Sehebat-hebatnya historis kerajaan atau kesultanan besar yang digdaya diseluruh belahan dunia, akan jatuh dalam beberapa sebab, yaitu; sikap otoriter, feodal, irasional, tidak mengedepankan keilmuan/perdaban intelektual dalam membangun wilayah/daerah, usangnya teknologi dan menjauhkan diri dari nilai-nilai agama dan adat. Harus disadari di masa silam, otoritas politik secara global oleh kolonilisme Belanda turut secara langsung mengendalikan struktur dan sistem kebijakan Kesultanan Ternate, Sangadji Fagud sebagai partikel kecil, pasti jatuh dalam kubangan tersebut. Hal ini ditampakan pula pada era otonimisasi daerah, dimana sistem Sangadji semakin hilang, jangankan tercatat dibicarakan pun dianggap sesuatu pamali.

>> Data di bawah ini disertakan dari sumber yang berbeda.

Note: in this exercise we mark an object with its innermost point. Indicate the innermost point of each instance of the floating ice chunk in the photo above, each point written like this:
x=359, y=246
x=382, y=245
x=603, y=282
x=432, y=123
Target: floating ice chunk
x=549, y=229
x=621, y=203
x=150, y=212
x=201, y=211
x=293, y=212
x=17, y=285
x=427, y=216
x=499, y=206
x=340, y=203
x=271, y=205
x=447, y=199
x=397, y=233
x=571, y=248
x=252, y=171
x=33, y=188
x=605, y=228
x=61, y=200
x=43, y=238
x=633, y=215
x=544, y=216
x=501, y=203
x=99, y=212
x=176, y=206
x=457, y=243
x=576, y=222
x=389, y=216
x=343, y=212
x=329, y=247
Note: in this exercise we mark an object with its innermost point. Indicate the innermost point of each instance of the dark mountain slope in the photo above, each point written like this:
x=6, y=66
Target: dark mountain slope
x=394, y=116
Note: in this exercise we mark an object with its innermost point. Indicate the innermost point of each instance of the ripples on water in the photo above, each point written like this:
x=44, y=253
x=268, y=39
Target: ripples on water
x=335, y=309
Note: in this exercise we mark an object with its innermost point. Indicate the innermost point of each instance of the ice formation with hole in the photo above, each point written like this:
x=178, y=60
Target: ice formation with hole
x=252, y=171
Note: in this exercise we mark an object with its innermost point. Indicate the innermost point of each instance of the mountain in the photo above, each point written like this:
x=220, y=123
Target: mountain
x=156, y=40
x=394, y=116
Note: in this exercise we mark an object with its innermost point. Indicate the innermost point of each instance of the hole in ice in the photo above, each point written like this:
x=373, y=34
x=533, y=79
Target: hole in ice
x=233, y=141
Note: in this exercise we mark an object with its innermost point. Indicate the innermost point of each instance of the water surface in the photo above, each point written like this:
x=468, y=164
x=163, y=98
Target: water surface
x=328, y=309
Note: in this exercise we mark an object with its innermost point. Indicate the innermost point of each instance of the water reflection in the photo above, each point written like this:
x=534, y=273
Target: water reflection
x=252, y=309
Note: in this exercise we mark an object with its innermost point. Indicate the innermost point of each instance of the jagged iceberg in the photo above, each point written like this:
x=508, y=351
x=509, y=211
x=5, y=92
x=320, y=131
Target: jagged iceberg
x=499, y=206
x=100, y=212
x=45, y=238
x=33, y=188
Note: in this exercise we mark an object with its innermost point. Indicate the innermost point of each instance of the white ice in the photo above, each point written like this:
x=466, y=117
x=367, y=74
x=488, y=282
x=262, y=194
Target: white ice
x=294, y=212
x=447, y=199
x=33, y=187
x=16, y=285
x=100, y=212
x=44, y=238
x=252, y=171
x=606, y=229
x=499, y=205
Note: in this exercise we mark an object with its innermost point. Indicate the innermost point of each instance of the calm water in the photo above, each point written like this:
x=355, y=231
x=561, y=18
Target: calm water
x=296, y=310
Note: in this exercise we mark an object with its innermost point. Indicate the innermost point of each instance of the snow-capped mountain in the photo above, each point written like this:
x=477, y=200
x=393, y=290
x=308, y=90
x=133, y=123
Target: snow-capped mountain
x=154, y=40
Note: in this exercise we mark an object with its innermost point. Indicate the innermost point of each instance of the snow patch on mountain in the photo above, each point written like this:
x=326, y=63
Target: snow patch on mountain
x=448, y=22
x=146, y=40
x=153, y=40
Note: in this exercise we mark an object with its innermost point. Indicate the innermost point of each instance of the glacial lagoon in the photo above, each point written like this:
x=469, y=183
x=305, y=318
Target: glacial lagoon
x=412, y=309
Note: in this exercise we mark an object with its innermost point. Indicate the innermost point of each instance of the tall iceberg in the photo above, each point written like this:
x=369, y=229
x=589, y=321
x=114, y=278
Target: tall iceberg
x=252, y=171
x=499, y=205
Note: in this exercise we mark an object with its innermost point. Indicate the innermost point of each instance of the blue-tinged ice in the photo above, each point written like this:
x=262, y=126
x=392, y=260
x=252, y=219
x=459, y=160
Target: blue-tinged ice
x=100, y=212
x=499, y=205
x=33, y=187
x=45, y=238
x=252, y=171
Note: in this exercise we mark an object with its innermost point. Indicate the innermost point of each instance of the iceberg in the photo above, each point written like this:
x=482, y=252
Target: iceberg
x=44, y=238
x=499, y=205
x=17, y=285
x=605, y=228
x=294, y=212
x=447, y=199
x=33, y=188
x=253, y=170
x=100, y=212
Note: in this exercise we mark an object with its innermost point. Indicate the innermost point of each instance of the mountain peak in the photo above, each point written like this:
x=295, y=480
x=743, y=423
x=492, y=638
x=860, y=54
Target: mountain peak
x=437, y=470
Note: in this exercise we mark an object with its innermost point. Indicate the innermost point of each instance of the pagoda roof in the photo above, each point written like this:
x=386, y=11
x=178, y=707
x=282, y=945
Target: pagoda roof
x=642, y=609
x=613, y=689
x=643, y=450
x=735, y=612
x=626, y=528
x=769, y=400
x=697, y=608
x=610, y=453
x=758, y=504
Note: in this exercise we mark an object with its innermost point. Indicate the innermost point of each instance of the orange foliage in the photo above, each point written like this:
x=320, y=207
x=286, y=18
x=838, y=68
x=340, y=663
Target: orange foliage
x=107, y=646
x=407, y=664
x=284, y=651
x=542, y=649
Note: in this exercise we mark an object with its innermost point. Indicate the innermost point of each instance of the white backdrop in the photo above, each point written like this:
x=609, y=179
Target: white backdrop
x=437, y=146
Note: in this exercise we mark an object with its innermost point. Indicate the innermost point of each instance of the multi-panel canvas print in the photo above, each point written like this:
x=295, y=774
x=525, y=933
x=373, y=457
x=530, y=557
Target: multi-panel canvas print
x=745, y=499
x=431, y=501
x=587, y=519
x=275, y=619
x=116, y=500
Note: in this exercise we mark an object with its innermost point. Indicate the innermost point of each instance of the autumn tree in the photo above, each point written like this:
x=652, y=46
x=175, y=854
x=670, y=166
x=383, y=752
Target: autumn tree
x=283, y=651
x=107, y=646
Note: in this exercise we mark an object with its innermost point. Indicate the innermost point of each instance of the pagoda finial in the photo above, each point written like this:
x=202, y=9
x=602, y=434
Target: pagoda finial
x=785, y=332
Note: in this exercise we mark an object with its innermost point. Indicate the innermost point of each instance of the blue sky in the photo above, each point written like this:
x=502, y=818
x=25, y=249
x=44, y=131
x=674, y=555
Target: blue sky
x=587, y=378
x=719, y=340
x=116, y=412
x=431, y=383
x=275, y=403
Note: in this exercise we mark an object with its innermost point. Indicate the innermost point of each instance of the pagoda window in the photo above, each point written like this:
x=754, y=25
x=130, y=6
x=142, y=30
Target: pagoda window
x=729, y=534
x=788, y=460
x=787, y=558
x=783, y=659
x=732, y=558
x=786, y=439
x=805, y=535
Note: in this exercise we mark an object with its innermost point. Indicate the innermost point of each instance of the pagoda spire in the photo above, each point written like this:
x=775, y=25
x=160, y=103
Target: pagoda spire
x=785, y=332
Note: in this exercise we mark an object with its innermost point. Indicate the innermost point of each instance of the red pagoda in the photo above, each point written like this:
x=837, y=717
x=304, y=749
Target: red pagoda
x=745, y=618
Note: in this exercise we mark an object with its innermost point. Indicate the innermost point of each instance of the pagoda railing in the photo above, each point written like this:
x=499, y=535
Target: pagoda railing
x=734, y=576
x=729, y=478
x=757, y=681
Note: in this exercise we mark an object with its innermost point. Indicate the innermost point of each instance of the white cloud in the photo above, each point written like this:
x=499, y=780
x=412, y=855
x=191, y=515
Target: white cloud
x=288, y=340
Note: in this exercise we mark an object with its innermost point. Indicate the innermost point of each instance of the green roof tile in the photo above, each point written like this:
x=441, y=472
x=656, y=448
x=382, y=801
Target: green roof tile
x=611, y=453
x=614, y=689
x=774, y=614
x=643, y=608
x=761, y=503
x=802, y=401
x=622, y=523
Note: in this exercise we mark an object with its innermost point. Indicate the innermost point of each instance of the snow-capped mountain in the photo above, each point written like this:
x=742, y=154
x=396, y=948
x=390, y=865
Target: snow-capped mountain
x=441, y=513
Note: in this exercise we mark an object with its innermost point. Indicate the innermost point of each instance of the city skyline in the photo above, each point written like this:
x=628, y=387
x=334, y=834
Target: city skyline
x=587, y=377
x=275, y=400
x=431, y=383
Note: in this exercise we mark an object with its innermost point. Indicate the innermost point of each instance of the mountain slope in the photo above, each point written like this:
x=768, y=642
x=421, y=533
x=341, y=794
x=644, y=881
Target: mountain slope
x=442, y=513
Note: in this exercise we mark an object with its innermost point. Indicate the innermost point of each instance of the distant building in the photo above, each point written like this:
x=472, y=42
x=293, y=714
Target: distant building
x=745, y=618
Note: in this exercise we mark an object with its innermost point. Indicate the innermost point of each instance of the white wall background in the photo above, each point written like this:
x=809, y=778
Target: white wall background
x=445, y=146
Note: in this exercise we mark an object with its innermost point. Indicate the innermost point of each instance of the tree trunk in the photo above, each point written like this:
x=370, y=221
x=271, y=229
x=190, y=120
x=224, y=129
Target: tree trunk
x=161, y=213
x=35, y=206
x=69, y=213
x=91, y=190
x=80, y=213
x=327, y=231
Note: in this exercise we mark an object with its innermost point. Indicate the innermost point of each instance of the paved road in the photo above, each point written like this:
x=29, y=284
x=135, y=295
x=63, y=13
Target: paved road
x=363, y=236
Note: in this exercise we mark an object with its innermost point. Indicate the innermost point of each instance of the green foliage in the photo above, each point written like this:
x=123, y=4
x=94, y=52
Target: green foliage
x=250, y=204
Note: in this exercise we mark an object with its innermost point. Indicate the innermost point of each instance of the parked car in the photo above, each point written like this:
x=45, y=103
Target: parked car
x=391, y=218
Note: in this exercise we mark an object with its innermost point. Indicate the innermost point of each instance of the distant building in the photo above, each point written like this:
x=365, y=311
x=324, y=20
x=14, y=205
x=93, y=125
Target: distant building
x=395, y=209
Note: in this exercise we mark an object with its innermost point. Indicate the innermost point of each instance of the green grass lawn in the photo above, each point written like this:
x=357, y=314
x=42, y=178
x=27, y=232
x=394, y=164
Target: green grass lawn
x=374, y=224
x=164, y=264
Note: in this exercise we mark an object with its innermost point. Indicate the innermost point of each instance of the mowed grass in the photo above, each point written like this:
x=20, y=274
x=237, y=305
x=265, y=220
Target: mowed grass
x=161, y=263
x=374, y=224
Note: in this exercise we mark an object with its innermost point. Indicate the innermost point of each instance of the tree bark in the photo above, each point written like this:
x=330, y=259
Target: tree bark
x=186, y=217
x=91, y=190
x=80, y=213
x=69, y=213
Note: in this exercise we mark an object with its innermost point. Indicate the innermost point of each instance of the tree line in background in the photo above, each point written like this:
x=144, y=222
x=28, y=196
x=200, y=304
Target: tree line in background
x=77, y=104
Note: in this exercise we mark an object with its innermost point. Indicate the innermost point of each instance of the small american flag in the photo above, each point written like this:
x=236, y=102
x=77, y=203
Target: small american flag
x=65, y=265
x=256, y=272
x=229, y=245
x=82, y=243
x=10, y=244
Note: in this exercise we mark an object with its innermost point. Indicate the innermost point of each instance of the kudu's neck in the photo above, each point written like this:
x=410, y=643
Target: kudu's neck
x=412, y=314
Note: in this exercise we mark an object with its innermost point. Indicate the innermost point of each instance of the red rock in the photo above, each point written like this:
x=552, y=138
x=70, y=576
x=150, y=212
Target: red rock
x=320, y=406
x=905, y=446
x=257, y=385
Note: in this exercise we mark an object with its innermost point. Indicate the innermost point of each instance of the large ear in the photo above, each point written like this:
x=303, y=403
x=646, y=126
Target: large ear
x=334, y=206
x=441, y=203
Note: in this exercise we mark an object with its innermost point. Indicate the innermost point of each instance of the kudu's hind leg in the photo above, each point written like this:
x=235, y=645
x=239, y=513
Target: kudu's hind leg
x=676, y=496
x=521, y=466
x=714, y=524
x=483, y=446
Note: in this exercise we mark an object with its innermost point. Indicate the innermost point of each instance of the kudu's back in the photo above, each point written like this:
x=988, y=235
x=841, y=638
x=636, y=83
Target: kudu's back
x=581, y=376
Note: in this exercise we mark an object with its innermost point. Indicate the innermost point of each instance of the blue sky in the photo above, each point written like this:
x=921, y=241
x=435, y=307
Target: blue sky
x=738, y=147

Sebagai identitas, kita tidak hanya memerlukan kebangkitan, tapi yang dibutuhkan adalah berkemajuan. Berkemajuan intelektual dalam berbagai aspek kehidupan yang hari ini menjadi otoritas global seperti halnya filsafat, politik, ekonomi, teknologi dan hukum serta tasawuf/profetik. Selain itu, integritas dan kebijaksanaan dijadikan sebagai fondasi berkemajuan, agar ke depannya menjadi strategis tidak hanya pada tingkat lokal, namun yang terpenting kita menjadi strategis pada tingkat nasional, karena itulah hakikat membangun keadaban dan peradaban di Kabupaten Sula. Terakhir, dari Waigoiyofa katong menyebar ke seluruh penjuru negeri membawa Islam, ilmu, dan kebijaksanaan. (*)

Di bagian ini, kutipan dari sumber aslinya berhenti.